Sull’utilità, ma anche sui rischi, della moderna comunicazione virtuale
Sapientemente curata da Maria Rita Pitruzzella, il 10 maggio alle ore 21.00, al Palazzo La Lomia di Canicattì si svolgerà la mostra fotografica di Maurizio Geraci. “M’illumino di smartphone” è il suo significativo titolo. Una mostra che da un lato intende sensibilizzare e avvicinare la gente a una forma d’arte a volte considerata di second’ordine, dall’altro, parafrasando il famoso verso ungarettiano, intende attirare l’attenzione sui rischi connaturati nella moderna comunicazione virtuale esponendo decine di scatti di visi al buio glacialmente illuminati dal display degli smartphone. Questa moderna comunicazione virtuale, infatti, è capace di mettere in contatto e in un certo senso avvicinare la gente come mai in passato; ma paradossalmente a volte la relega in una deprimente se non deviante solitudine, dove il linguaggio stesso diviene mezzo di devianza.
Il messaggio lanciato attraverso questi scatti però non è del tutto negativo. Come ogni strumento creato dall’uomo, la sua utilità o nocività è data dall’uso che ogni individuo ne fa. Come un bisturi che a seconda di chi lo maneggia può servire a salvare o a danneggiare una persona, così i moderni strumenti d’interazione virtuale possono avere una formidabile valenza d’interazione sociale, oppure possono trasformarsi in capacissime e desolate gabbie d’isolamento umano, dove le emozioni, i sentimenti e i valori umani restano congelati se non distorti nei freddi byte della memoria elettronica.
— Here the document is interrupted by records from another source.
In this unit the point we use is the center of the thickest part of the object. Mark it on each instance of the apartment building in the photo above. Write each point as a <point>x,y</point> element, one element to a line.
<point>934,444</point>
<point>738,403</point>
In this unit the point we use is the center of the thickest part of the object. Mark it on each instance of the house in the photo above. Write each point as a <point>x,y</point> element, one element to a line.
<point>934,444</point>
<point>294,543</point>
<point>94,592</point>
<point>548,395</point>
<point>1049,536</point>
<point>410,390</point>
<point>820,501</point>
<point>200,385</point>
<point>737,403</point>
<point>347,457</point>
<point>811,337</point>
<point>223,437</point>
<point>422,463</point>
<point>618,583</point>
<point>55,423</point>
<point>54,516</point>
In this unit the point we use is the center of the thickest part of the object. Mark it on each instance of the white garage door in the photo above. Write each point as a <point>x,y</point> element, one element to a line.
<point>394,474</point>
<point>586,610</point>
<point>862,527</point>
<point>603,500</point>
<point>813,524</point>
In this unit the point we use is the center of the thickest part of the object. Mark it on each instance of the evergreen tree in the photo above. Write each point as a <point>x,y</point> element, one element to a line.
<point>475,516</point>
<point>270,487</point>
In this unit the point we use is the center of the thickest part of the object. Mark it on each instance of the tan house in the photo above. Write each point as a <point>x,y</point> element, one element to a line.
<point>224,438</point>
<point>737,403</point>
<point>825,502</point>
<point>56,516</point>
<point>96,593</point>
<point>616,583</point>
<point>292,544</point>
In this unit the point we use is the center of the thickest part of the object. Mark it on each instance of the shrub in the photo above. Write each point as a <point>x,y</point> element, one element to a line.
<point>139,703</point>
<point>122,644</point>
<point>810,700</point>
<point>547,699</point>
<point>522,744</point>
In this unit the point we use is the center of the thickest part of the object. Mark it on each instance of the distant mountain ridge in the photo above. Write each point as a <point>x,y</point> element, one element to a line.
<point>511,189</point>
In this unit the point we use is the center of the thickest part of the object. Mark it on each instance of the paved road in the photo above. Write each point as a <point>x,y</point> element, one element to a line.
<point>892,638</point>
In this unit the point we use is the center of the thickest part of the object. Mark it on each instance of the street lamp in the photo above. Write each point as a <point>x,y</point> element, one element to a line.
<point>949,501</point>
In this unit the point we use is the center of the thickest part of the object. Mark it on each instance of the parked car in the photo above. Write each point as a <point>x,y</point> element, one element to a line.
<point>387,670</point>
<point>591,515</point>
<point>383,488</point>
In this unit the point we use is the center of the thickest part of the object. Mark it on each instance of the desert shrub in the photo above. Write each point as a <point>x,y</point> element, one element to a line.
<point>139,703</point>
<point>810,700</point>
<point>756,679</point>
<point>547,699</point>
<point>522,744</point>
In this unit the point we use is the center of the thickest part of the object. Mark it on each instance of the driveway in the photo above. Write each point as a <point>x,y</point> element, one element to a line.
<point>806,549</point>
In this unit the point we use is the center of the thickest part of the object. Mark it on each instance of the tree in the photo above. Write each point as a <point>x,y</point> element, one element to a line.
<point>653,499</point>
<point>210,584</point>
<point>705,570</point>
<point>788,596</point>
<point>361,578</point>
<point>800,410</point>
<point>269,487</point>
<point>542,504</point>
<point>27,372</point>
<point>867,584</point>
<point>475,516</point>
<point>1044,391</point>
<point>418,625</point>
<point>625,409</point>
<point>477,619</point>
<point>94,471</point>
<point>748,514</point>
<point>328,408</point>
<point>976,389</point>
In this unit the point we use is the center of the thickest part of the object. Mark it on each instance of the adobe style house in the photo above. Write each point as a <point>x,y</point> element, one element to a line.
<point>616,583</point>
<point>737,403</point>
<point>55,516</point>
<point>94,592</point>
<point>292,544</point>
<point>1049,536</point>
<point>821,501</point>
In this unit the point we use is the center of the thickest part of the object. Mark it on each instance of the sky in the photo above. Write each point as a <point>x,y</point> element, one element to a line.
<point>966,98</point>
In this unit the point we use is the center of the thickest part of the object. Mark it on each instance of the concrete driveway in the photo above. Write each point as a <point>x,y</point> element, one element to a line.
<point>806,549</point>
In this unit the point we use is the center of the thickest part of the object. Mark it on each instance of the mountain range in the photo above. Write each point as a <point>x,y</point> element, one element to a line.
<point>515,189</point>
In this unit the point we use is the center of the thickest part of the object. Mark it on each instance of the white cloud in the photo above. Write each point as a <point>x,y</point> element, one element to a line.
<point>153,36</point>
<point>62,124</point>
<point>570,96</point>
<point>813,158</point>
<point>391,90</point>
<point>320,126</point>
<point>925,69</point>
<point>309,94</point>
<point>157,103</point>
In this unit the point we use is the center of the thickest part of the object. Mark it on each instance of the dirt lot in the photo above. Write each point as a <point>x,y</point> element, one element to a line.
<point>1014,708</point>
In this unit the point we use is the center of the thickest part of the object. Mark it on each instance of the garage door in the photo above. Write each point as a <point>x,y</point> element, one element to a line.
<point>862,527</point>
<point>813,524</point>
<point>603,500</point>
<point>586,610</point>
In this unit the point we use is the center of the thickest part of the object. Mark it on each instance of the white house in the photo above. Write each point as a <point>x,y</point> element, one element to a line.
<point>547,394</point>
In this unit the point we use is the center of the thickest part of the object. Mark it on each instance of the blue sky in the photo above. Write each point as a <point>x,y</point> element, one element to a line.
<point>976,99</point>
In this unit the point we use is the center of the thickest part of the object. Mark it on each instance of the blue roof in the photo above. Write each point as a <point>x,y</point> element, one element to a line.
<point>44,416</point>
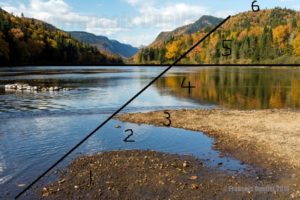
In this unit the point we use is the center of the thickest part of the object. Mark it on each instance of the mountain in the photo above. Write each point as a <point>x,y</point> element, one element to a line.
<point>105,44</point>
<point>204,22</point>
<point>267,36</point>
<point>25,41</point>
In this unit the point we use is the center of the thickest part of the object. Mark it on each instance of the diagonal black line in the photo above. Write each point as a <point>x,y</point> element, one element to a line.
<point>120,109</point>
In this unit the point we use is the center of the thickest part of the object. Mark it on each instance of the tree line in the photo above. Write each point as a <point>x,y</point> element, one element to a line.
<point>25,41</point>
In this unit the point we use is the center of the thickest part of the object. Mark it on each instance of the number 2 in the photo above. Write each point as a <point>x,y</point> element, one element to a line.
<point>131,134</point>
<point>255,7</point>
<point>168,118</point>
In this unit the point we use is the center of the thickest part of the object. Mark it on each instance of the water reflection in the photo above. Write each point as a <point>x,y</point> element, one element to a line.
<point>241,88</point>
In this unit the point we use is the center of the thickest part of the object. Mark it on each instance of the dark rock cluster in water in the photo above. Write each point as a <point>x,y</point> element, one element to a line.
<point>27,87</point>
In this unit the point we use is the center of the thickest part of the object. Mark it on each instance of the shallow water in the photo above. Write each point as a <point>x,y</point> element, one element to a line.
<point>38,128</point>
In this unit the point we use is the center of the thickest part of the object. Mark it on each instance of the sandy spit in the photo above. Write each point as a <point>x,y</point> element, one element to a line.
<point>267,138</point>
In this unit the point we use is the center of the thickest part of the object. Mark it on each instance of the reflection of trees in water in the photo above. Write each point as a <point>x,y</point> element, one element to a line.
<point>245,88</point>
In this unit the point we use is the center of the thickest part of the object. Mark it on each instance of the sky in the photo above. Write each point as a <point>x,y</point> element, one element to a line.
<point>136,22</point>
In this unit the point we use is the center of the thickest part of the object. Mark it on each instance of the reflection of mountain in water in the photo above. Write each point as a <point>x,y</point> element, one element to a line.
<point>243,88</point>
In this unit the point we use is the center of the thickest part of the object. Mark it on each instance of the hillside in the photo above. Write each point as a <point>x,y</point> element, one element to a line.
<point>268,36</point>
<point>25,41</point>
<point>105,44</point>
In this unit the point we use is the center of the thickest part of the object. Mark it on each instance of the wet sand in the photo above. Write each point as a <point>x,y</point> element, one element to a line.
<point>263,137</point>
<point>153,175</point>
<point>268,140</point>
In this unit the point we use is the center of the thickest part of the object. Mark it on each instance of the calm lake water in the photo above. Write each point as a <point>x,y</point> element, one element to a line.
<point>38,128</point>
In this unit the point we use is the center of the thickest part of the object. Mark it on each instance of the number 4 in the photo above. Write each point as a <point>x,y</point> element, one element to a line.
<point>255,7</point>
<point>227,47</point>
<point>190,87</point>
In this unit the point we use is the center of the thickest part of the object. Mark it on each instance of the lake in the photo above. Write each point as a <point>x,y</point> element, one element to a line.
<point>37,128</point>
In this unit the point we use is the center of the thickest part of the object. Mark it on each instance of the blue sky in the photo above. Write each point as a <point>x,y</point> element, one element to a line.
<point>136,22</point>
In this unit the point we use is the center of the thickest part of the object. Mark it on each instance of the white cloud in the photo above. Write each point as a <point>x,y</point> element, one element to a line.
<point>169,16</point>
<point>59,13</point>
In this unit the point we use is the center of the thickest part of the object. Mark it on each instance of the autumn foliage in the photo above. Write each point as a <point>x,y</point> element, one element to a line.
<point>25,41</point>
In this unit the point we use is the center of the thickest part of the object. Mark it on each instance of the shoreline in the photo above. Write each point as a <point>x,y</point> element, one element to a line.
<point>257,137</point>
<point>136,174</point>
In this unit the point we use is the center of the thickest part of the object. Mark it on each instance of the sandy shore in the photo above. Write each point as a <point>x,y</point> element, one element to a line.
<point>267,138</point>
<point>153,175</point>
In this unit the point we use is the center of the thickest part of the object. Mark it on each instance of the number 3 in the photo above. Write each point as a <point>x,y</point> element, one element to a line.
<point>131,134</point>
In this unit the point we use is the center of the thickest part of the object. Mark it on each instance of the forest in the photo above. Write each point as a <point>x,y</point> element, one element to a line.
<point>25,41</point>
<point>268,36</point>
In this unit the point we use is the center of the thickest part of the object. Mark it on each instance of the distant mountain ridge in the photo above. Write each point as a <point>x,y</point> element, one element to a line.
<point>267,36</point>
<point>105,44</point>
<point>204,22</point>
<point>26,41</point>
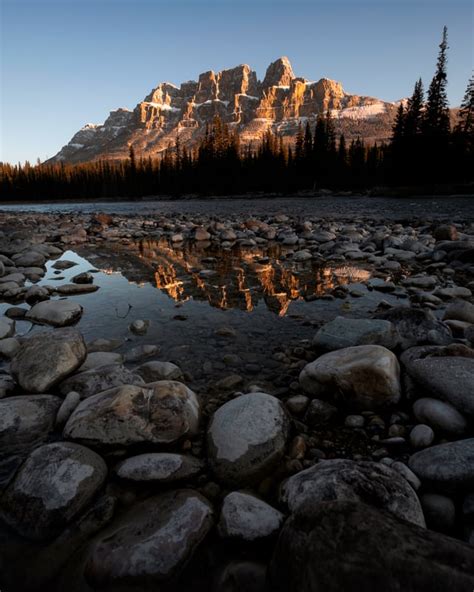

Cosicché, in riferimento a questa forma comunicativa, alla parafrasi del famoso verso ungarettiano si può associare un altro famoso e meno “luminoso” verso: il quasimodiano “…ed è subito sera”, per simboleggiare e soprattutto avvertire le persone dell’eventualità del tramonto della comunicazione reale, o comunque di una sua pericolosa distorsione, se quella virtuale viene usata male fino a sostituirla; poiché in tal caso questa arriva ad “usare” l’uomo invece che essere usata dall’uomo.